2) Craig Kimbrel is only effective for so long.
Boston’s closer wasn’t giving excuses following Saturday’s game -- and this isn’t one either.
Saturday’s 39-pitch performance wasn’t just his season-high, but his career high in pitches.
This not only resulted in a drop in Kimbrel’s velocity, but it exposed flaws in the Red Sox’ pen. Kimbrel is truly a one-inning guy, so if Junichi Tazawa and Koji Uehara can’t get him the ball, he’s useless.

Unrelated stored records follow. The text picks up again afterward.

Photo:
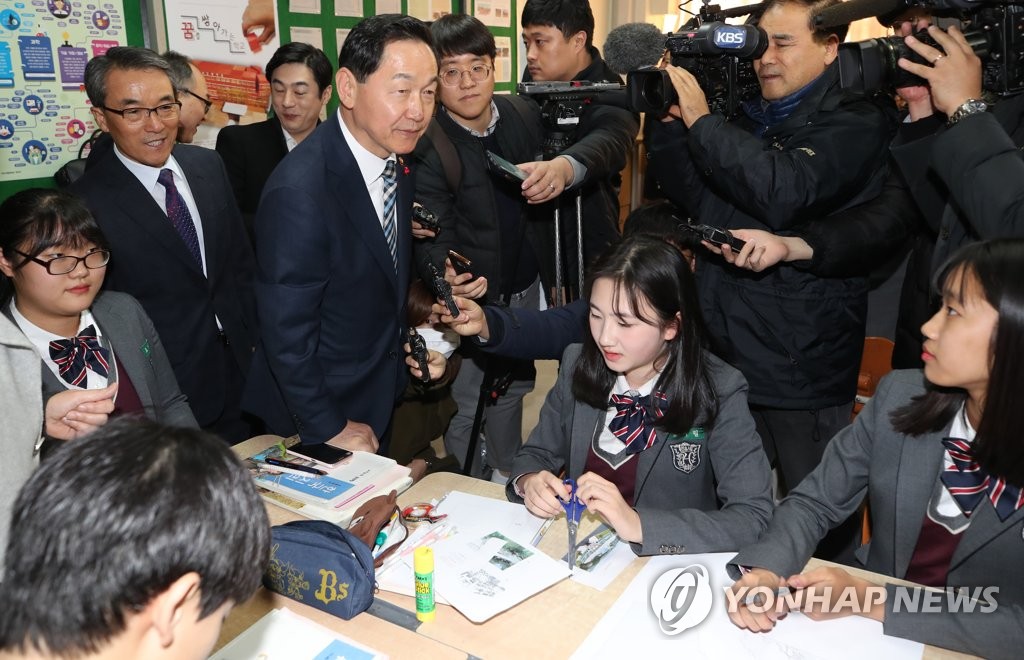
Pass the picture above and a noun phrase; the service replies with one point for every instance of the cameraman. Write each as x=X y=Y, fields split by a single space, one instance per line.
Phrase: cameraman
x=802 y=151
x=558 y=37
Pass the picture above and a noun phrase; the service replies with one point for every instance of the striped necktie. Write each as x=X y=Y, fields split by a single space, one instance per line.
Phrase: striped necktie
x=969 y=483
x=390 y=219
x=633 y=423
x=177 y=213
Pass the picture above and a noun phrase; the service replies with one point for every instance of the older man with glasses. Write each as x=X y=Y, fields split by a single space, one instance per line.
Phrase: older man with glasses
x=169 y=215
x=192 y=92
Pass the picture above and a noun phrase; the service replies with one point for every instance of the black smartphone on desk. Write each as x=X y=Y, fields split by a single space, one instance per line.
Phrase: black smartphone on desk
x=322 y=453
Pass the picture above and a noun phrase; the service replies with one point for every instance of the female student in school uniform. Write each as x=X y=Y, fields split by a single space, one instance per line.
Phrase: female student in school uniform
x=689 y=474
x=53 y=258
x=940 y=455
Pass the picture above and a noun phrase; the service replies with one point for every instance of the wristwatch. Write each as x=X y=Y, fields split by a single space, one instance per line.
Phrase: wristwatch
x=968 y=107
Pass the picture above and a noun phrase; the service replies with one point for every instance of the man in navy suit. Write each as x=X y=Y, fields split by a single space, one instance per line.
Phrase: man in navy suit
x=300 y=87
x=176 y=236
x=333 y=237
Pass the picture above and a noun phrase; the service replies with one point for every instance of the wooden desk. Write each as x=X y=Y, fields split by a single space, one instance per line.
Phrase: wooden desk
x=551 y=624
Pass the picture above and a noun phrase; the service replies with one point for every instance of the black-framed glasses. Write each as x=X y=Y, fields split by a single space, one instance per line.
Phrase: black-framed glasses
x=207 y=103
x=64 y=265
x=139 y=115
x=477 y=73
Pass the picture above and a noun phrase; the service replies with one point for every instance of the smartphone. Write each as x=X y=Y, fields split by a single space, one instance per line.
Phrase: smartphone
x=504 y=168
x=322 y=453
x=460 y=263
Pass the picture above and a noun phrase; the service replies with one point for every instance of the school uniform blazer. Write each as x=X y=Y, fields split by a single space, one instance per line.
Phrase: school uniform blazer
x=22 y=414
x=139 y=351
x=332 y=307
x=899 y=475
x=150 y=261
x=693 y=495
x=250 y=154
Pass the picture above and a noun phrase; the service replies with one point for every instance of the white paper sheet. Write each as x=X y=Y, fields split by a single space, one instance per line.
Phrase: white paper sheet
x=481 y=575
x=796 y=638
x=283 y=634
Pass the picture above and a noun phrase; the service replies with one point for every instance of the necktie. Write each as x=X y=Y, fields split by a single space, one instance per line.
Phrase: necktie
x=73 y=356
x=178 y=214
x=633 y=424
x=390 y=219
x=968 y=482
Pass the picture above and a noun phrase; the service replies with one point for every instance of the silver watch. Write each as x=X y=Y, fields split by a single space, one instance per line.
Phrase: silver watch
x=968 y=107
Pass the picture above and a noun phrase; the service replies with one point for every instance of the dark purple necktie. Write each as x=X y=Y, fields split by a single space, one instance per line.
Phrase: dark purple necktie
x=633 y=423
x=969 y=483
x=73 y=356
x=178 y=214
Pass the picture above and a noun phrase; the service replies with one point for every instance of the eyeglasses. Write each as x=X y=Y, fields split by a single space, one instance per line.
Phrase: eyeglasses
x=139 y=115
x=453 y=77
x=64 y=265
x=207 y=103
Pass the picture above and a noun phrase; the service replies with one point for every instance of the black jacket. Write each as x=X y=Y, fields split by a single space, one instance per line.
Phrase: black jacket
x=468 y=216
x=797 y=337
x=602 y=139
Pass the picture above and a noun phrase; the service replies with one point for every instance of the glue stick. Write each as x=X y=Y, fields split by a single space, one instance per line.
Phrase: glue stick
x=423 y=567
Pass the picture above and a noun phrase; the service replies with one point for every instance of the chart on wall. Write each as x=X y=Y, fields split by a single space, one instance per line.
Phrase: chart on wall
x=44 y=45
x=230 y=41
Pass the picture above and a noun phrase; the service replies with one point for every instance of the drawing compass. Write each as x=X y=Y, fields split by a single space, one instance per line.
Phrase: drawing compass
x=573 y=511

And it seems like Uehara won’t be used on back-to-back days frequently in the near future, so Boston won’t be able to use Tazawa in a seventh inning role with much consistency.
Somewhere along the way Dave Dombrowski will need to find another reliever for the back-end of the bullpen.
3) Offense can only take a team so far.
Both teams had big offensive days, in large part because pitchers from both sides made a lot of mistakes -- but they still took advantage of them.
Had the Red Sox been the home team in this contest, there’s no reason to believe they wouldn’t have won -- just based on the progression of the game and ignoring any statistical splits.
If the Red Sox are serious about making the postseason, they need pitching to pick up the slack once in a while. Because when they hit the road late in the year, games like will slip away when quality pitching is lacking.